The 7-15 W processors are the former ‘Y-series’ processors, now known as UP4.

At the top is the Core i7-1160G7, with all four cores enabled with hyperthreading and 12 MB of L3 cache. This processor has a 1.2 GHz base clock, a 4.4 GHz single core turbo, and a 3.6 GHz all-core turbo. The 96 execution units run at 1.1 GHz, and only LPDDR4X memory is supported, up to 4266 MT/s. All processors support four PCIe 4.0 lanes.

There is only a single Core i7 in this rage, with the Core i5 part having fewer EUs and lower frequencies, before the Core i3 parts get split into quad-core and dual core with only 48 EUs a piece.

These processors fit into the UP4 power envelope mostly due to the base frequency being so low, a trait of Intel’s low-power processors over the years.

The goal of these parts is to spread from Fanless designs around 9 W with the UP4, and then up to 28 W perhaps with a discrete GPU at 28 W. As with the previous generation of notebooks on Intel’s 10th Generation, we expect to see some Tiger Lake designs that take the highest performing processors and enable higher power modes, in that 25-28W range. This will enable these products to offer better sustained performance after the turbo period has ended, such as for rendering and video encoding.

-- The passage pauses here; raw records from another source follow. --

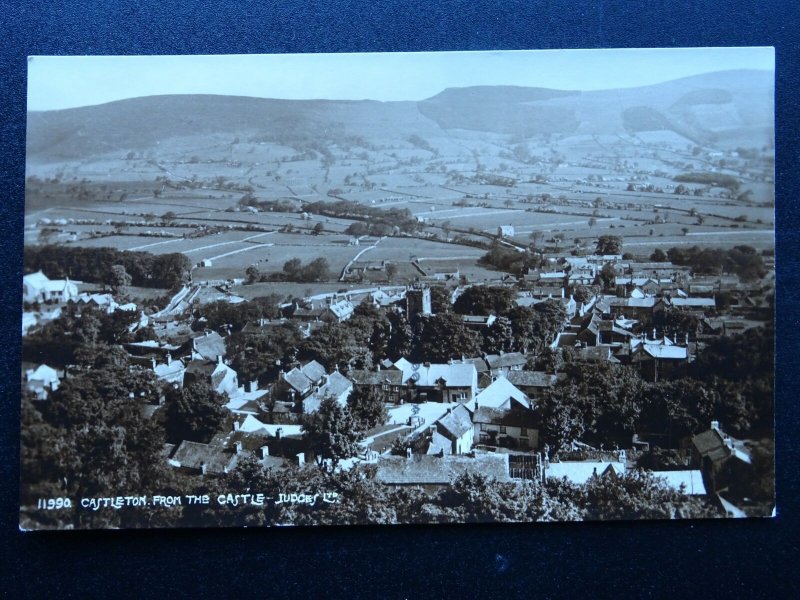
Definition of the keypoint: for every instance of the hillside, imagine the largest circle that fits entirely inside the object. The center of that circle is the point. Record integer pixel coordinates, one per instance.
(704, 109)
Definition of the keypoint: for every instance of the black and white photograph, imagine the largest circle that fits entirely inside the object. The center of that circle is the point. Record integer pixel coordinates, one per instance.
(398, 288)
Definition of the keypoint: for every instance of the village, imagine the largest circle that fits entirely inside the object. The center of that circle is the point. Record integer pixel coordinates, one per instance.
(437, 379)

Intel’s turbo boost technology has come under a lot of scrutiny of late, primarily for seeing some impressively high power numbers within that turbo period. Intel states that the Turbo mechanisms are there to take advantage of improvements in system design until the system has other factors that take priority, such as thermals and or power. This time around, Intel explains that Tiger Lake has better turbo algorithms, allowing for the system to turbo CPU/GPU/fabric as required within the turbo window. The whole system is a feedback loop which takes in inputs such as the workload, on-system sensors, power limits, and a balancer to find the right frequencies.

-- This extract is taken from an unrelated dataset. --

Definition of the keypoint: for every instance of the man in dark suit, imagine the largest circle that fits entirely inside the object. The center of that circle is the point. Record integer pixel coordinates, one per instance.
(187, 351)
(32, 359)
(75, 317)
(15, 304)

So while Intel’s ‘TDP’ value, also known as Power Limit 1, is anywhere from 7 W to 28 W depending on the system it is installed to, the power level when in turbo modes can be a lot higher. We’ve seen this secondary power level, PL2, increase over the years to +4 W over TDP to +20 W over TDP. In the previous generation of Ice Lake, we saw 15 W processors peaking at 44 W in turbo mode. Intel even provides a handy diagram:

What does this mean for Tiger Lake? Based on Intel’s own numbers, peak turbo power is around 50 W, either when plugged in or off the power. Intel is keen to point out that it manages its turbo algorithms to ensure a consistent experience for its customers whether the system has access to wall-power, or is relying on the battery.

Unlike the last generation, where we were able to test Intel’s own mobile development platforms ahead of a launch, we’re unsure exactly what Tiger Lake product will be the first in our labs for testing. It will be interesting to see what we are sent, and how that system performs by comparison.

Over the page, read about Intel's new branding, Intel Evo, Tiger Lake performance, and the future announcements from Intel.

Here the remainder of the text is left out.